The larger scope of this question is that I have time series stock data that is collected hourly, and I want to track the data over several timeframes (1 hour, 1 day, 1 week, 1 month, etc.).
Certain functions require me to selectively pick out certain rows (for example, a single record at the end of each month, for the sake of determining true standard deviation). Therefore there are a given # of 'bars' (rows) that each of those timeframes encompasses. I've already made a column in my dataframe that tracks that # of rows per period. Due to holidays, as well as the simple fact that a month's time period varies based on the month, the # of rows per period also varies over time; otherwise it would just be a simple shift
of a static value (like 7 for the daily timeframe on hourly data (6.5 hours in a trading day)).

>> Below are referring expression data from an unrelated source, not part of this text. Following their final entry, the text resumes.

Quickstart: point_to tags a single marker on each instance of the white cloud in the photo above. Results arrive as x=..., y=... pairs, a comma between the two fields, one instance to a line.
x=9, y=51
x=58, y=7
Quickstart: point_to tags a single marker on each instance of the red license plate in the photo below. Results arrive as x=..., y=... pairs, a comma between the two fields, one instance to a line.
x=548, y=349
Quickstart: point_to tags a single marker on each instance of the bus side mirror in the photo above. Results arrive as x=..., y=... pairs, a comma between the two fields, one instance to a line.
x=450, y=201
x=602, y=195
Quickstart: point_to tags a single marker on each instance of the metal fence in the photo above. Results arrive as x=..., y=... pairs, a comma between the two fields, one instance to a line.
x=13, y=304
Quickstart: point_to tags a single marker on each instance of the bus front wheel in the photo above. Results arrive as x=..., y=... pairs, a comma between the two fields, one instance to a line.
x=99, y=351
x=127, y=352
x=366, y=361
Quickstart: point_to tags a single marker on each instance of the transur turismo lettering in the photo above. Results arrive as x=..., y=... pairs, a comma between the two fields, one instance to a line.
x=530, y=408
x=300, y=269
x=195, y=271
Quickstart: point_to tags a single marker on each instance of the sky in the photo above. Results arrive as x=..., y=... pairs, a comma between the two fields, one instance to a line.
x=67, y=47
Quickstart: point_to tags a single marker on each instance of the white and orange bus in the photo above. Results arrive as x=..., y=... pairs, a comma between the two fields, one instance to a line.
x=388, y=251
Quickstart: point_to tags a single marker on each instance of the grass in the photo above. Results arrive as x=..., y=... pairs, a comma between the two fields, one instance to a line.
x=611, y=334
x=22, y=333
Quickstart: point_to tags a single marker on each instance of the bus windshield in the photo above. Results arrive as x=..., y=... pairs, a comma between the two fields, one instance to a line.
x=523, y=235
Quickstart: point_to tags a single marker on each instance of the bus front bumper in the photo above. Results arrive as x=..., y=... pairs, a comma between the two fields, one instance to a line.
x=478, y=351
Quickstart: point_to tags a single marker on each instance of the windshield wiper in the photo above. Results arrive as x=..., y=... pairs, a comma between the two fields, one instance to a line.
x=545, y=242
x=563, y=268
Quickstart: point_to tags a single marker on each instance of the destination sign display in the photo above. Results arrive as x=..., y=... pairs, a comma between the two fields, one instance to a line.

I need to create a boolean mask for the entire dataframe every time a new row of data comes in to maintain accuracy in my lookbacks. How would I go about doing this by avoiding having to manually loop over the entire dataframe every time I get new data? Keep in mind that you need to work backwards from the latest entry towards the earliest.
Here's a much simpler dataframe example to work with:
df = pd.DataFrame({'state': np.arange(1, 11), 'bars': [1, 2, 3, 3, 3, 4, 5, 5, 4, 3]})
# Results in:
state bars
0 1 1
1 2 2
2 3 3
3 4 3
4 5 3
5 6 4
6 7 5
7 8 5
8 9 4
9 10 3
# I would expect `boolean_mask` to look like this:
0 False
1 True
2 False
3 False
4 False
5 False
6 True
7 False
8 False
9 True
# Therefore `df[boolean_mask].loc['state']` becomes:
0 2
1 7
2 10
# If row #9 did not exist, the resulting mask would be different.